October 30, 2009

Will sheep fight?

Q. I have 2 acres in northern California in a temperate area. I want to have a flock of about 8-10 jacob sheep, I plan to sell the majority for meat and home consumption. I also do some agri-tourism. People come to see crops, and they’d like to see the sheep (even if the sheep don’t want to be seen).

I will be new to raising sheep, and am busy with two young kids and an off-farm job. So I thought maybe I’d just buy young males or castrated rams and see if I think it’s too much of a hassle. If I start with 3 males and plan to sell/butcher 2 within a year or so, am I going to have bunch of fighting on my hands? If I have one or two females and two males will that lead to fighting?

A. It's pretty typical to keep a group of males together during non-breeding season, and it usually works out ok. Wethers (castrated males) will sometimes fight, as of course do intact males; but unless there's something serious to fight about (read: females or starvation), it should work out fine.

There's always the potential of acquiring that one SOB ram that just won't adapt, in which case he's a candidate for early retirement to the freezer. But that's not usually the case.

A female in heat kept in with (or very near) 2 adult rams will probably drive everyone crazy until she's bred.

October 29, 2009

Questions Welcome!

Please feel free to post any sheep-related questions you may have here, or under a new heading.

October 15, 2009

Novice with Questions

Q. I am a novice and recently purchased four sheep: two ewes and two rams for breeding. They look pretty scraggly and had been in a poor pasture. I have lots of pasture and they have been eating nonstop. Their bowel movements have changed from pellets to bigger stools and their rear ends look dirty. I was giving them a it of sheep grain but stopped and now I would like to wash them up a bit. What do you shampoo and groom sheep with and if diaherra develops what do you give them?

A. I think you're unfortunately finding out the hard way why it pays to buy well-bred and well-managed healthy stock from a reputable breeder! In addition to having a better start, you'd have someone with personal knowledge of the sheep and their own health concerns to turn to with your questions.

But here we are, and I'll try to help you as best I can.

Any sheep that is no longer producing pellets has a problem, and it can be potentially life-threatening. It sounds like what you have is a problem from too much good food, too quickly. Moving a hungry sheep to a lush pasture can cause a number of problems, among those you've described. Parasite infestation - especially coccidiosis - is another likely cause; again common in young sheep that have not received proper care.

Here's what I'd recommend:

Clean up the sheep, at least the rump area, with warm water and a mild livestock shampoo. (I like Orvus paste, which can be obtained at your feed mill.) Otherwise you run the risk of fly strike. (Dealing with a sheep infested with maggots is nobody's idea of a good time!)
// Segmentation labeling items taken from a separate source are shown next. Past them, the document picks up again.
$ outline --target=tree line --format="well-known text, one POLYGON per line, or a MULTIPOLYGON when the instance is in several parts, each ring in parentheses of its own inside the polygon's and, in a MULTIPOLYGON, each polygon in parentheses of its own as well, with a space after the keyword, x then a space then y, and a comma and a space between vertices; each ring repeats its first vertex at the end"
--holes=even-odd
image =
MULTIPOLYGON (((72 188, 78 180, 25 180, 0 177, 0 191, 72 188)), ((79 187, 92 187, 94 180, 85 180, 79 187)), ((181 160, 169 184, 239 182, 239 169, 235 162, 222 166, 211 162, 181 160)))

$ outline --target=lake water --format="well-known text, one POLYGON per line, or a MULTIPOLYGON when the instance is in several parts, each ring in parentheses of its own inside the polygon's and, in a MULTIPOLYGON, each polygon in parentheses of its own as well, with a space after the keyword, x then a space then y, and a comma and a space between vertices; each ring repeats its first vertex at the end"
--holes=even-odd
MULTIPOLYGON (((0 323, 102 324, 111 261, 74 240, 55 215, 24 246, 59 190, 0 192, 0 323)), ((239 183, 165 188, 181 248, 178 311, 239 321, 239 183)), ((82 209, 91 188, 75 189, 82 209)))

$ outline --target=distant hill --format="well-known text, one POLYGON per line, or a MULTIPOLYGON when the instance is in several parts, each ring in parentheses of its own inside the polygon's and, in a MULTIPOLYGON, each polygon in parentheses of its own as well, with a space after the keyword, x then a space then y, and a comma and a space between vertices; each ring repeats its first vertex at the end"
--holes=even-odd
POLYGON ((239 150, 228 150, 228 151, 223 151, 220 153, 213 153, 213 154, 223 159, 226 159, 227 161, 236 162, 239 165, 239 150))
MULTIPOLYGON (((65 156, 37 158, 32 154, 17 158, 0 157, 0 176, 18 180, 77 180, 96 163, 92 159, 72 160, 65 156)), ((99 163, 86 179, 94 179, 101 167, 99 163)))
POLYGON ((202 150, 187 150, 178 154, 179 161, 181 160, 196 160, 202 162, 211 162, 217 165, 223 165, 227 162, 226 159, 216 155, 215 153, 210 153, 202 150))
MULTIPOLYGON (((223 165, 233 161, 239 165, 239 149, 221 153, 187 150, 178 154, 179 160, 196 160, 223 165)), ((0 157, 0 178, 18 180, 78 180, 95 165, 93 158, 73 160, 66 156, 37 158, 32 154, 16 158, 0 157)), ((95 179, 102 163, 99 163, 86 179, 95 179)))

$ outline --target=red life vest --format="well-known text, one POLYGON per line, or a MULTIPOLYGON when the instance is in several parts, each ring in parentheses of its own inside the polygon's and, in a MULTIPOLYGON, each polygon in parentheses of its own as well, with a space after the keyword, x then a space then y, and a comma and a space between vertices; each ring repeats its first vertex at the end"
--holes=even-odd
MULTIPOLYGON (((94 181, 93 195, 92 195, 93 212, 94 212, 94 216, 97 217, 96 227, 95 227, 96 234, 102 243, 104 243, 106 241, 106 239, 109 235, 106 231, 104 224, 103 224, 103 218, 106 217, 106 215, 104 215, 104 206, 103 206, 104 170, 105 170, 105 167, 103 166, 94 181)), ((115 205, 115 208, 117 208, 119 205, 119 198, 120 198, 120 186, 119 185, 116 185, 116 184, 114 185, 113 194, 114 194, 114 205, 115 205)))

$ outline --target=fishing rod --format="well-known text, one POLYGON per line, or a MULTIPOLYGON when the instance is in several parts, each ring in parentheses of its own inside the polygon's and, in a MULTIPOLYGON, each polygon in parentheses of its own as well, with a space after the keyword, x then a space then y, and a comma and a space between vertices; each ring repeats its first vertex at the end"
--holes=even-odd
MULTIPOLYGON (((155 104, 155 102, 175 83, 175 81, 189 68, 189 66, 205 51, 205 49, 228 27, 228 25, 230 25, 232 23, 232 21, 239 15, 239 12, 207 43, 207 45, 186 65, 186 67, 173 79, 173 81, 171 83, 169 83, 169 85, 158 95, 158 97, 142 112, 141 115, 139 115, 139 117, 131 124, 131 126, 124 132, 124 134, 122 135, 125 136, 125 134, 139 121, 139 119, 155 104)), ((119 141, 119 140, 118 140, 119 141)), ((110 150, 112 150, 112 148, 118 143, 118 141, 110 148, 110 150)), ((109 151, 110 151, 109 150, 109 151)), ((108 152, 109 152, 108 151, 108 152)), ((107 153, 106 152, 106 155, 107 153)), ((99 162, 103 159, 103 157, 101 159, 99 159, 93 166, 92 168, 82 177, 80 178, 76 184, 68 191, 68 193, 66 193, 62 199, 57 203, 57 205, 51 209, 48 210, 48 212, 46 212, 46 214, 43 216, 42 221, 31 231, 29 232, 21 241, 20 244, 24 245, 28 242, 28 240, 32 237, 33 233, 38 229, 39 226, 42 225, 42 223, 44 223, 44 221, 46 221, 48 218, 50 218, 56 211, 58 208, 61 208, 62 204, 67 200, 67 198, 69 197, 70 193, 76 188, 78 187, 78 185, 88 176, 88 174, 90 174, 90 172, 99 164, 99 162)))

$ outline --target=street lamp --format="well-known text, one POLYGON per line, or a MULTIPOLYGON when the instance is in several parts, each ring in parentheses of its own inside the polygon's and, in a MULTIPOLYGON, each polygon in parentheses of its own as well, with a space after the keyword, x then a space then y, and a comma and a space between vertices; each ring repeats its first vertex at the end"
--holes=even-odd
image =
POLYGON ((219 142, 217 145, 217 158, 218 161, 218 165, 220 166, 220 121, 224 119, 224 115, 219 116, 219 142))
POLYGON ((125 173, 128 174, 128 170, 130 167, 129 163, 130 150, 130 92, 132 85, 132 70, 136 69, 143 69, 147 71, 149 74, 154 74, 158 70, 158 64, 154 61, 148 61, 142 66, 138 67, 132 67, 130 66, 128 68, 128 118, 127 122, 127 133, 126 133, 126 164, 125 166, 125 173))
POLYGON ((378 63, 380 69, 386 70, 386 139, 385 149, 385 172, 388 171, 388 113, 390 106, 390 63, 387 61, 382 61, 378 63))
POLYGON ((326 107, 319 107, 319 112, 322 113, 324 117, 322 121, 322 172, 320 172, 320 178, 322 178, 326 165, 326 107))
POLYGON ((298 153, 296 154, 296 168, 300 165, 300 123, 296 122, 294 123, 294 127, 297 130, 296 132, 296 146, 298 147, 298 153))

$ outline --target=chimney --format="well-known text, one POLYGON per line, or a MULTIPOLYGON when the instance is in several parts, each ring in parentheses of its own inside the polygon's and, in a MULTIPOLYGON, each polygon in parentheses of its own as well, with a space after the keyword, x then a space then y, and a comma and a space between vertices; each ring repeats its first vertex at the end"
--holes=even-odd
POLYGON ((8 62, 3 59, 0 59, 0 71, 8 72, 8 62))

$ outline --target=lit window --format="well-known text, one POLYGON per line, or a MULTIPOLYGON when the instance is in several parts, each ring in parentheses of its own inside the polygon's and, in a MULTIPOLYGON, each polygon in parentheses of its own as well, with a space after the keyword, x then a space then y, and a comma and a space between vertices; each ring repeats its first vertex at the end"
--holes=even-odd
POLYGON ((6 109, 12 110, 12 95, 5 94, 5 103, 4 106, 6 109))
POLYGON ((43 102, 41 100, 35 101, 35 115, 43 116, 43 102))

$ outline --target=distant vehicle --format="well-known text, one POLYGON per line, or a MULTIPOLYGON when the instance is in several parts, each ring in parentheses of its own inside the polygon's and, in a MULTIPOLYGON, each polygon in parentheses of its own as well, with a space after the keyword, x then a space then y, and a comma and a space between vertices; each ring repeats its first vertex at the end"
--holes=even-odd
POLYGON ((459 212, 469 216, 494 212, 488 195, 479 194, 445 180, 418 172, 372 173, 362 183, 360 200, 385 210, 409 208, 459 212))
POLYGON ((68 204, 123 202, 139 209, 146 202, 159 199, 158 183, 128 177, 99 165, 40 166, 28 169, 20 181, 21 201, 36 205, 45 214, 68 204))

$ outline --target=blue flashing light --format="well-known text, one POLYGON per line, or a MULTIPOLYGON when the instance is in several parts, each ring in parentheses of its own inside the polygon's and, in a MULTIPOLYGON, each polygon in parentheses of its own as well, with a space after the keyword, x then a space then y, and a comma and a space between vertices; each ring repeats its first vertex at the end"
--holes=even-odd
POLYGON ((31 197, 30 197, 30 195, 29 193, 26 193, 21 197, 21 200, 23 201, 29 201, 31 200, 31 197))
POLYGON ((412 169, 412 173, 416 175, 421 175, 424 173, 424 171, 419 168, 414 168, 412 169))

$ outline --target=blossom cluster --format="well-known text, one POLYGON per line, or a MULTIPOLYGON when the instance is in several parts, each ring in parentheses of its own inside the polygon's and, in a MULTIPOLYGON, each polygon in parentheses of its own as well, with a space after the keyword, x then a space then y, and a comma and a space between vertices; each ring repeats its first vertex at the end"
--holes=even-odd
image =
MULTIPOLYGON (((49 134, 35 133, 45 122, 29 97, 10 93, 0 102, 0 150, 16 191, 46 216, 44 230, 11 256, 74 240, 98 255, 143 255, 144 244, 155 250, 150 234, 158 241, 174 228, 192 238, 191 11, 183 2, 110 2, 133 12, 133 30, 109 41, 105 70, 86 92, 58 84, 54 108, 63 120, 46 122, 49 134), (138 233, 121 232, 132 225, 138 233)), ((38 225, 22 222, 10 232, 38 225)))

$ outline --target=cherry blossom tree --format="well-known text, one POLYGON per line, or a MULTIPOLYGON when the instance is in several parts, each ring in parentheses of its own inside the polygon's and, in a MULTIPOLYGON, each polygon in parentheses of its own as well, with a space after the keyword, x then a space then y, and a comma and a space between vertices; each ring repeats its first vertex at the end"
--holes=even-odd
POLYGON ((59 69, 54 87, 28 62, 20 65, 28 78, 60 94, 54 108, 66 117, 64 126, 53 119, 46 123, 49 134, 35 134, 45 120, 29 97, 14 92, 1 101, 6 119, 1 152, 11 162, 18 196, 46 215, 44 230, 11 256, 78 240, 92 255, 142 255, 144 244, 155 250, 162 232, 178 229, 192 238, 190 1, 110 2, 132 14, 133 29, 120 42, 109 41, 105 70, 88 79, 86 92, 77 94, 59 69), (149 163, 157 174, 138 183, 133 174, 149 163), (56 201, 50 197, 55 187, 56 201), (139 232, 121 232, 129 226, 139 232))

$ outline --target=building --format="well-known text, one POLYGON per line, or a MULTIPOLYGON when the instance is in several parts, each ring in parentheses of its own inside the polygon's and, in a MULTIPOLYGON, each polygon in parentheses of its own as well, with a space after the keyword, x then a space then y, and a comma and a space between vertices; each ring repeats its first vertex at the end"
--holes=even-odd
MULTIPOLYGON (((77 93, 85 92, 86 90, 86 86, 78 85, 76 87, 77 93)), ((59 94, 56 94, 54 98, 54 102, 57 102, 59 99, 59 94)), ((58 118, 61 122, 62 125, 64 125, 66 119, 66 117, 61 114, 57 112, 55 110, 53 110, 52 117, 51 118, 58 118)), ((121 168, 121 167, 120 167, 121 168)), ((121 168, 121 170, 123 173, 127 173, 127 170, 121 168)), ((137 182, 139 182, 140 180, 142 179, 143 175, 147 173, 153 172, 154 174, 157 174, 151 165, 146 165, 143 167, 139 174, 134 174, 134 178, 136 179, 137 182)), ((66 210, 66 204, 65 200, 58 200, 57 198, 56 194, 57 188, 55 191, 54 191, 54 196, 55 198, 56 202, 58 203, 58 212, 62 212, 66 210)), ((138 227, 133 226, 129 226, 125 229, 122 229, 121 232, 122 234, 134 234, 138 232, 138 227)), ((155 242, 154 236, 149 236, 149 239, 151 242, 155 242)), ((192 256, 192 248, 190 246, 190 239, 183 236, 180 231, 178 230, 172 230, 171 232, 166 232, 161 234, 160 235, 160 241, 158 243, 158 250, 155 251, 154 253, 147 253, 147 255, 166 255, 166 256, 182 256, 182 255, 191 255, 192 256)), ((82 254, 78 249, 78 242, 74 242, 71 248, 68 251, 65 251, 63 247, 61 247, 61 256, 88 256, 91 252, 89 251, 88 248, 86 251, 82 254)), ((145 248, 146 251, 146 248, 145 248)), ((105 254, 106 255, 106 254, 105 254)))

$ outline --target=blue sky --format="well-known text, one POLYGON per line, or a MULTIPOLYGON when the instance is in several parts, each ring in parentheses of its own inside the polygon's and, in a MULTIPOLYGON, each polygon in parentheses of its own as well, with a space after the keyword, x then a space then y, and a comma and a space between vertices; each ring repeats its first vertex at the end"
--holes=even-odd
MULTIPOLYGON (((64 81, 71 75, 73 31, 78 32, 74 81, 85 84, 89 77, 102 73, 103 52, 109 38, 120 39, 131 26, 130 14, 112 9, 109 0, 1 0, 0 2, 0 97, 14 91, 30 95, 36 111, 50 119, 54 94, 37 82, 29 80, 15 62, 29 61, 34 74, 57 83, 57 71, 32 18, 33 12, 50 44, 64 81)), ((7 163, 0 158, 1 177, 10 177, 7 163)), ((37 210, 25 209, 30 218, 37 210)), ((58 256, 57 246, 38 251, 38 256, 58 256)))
Treat any really severe diarrhea with a product such as Pepto Bismol - approx. same dosage-per-pound as a human.

Contact your local vet (large animal vet is best, but any vet office should be able to help), and have them do a fecal check. (In plain English, take a poop sample to them. Ask them to check for parasites, INCLUDING COCCIDIA. Do NOT assume they will check for this, which is NOT a worm and will NOT be treated with any dewormer.) If the sample tests positive, ask for a recommended medication to treat the problem.

If possible, put the animals on dry hay for a few days. Introduce them to the rich pasture for only a couple hours per day, extending their grazing time a little each day.
Make absolutely certain the sheep have access to clean drinking water at all times!

After the sheep are acclimated to your pasture, you can introduce grain into their diet, if desired and necessary, starting slowly and gradually increasing the quantity.